Concimare significa aggiungere al terreno i sali minerali che le piante assorbono attraverso le radici, perché servono per il loro corretto sviluppo. I principali elementi utili per la vita delle piante sono tre: Azoto, fosforo e potassio. L'azoto è importante per lo sviluppo di vegetazione verde, per la produzione di nuove cellule di tutta la pianta e per favorire l'ingrossamento delle gemme. Per questo motivo tutti i fertilizzanti contengono alte percentuali di azoto, anche se è a fine inverno e a fine estate che si prediligono concimi per siepi con alto titolo di azoto. In questo modo si favorisce la crescita di piante rigogliose e forti. Il potassio è fondamentale per la differenziazione cellulare, per la colorazione di fiori e frutti, per la produzione di semi; i concimi ricchi in potassio si forniscono durante la primavera e l'estate. Il fosforo è importante per la salute generale delle piante, e soprattutto per permettere uno sviluppo corretto dell'apparato radicale. Questo elemento è presente soprattutto nei concimi estivi o autunnali, in modo che le piante affondino bene le loro radici nel terreno e risultino protette dal freddo in inverno.

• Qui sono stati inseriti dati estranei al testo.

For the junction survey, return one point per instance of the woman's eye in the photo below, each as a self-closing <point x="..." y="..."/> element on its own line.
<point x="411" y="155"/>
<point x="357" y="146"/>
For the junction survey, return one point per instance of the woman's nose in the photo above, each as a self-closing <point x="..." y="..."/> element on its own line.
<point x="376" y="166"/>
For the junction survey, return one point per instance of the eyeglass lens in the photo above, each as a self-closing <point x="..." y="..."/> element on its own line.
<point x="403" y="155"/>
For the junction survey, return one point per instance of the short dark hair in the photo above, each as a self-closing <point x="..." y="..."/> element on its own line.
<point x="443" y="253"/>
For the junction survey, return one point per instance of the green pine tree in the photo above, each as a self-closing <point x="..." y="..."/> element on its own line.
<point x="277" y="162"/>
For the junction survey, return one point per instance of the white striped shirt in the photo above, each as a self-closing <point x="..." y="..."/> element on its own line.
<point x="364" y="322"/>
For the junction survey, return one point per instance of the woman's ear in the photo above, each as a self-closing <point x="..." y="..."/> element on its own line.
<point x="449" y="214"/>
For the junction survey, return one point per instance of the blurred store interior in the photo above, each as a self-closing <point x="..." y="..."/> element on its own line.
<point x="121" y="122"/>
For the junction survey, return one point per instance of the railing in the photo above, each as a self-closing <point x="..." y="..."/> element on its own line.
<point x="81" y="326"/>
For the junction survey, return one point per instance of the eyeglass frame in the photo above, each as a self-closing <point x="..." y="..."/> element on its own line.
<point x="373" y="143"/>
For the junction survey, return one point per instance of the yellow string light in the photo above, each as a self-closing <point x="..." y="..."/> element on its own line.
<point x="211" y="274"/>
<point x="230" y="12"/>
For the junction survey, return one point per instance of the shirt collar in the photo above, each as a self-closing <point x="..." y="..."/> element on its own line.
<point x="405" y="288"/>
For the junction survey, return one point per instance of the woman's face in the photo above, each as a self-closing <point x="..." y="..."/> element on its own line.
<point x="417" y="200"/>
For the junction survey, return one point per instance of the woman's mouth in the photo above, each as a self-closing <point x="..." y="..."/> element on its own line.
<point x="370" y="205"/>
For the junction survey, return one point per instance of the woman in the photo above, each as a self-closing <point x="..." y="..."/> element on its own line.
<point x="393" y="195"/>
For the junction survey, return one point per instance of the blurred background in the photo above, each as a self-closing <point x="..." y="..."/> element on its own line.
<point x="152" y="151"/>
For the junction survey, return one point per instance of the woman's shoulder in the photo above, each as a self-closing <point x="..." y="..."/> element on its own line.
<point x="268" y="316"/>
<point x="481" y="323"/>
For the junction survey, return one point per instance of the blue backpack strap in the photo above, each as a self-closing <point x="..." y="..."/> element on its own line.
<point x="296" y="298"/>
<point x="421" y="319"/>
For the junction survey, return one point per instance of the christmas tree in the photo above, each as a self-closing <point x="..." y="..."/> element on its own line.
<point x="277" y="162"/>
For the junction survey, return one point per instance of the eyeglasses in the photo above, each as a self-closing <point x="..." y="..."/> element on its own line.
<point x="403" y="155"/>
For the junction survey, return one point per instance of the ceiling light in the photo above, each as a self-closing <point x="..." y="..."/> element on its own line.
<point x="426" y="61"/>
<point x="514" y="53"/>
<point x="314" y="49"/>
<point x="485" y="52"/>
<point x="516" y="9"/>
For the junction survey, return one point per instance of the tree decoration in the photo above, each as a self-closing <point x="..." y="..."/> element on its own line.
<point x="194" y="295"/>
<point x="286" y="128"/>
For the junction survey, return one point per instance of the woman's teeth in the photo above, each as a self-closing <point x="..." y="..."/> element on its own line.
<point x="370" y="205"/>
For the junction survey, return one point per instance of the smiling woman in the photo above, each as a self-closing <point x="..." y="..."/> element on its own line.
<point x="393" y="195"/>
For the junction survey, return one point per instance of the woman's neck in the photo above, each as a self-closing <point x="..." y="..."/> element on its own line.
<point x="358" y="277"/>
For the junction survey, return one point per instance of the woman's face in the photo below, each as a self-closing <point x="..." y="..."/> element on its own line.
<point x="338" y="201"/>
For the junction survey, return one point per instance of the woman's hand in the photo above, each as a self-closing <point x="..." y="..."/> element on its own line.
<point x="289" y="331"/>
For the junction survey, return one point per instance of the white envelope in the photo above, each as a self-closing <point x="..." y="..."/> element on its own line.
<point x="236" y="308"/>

Come concimare: i microelementi

I fertilizzanti in genere contengono una buona quantità di azoto, fosforo e potassio, in percentuali diverse; oltre a questi macroelementi, contengono anche una certa dose di microelementi: si tratta di sostanze minerali necessarie per la vita, ma di cui le piante utilizzano solo quantità minime. Nonostante le dosi siano decisamente ridotte, sono sostanze importantissime, la cui carenza può portare all'insorgenza di gravi malattie. La più tipica è la clorosi ferrica; si tratta di una malattia da carenza di ferro, che impedisce alle piante di produrre correttamente la clorofilla: le foglie divengono sempre più chiare, fino ad ingiallire, e le piante manifestano una vistosa sofferenza, perché senza clorofilla non possono sopravvivere. I microelementi sono molti, dal ferro al cromo, dal boro al molibdeno, per arrivare a rame e zinco. I concimi di migliore formulazione contengono questi microelementi in minima quantità, in formulazione tale da poter essere facilmente assorbiti dalle radici delle piante. Alcuni concimi contengono anche i mesoelementi, quali calcio, magnesio, zolfo e cloro, importanti per la vita.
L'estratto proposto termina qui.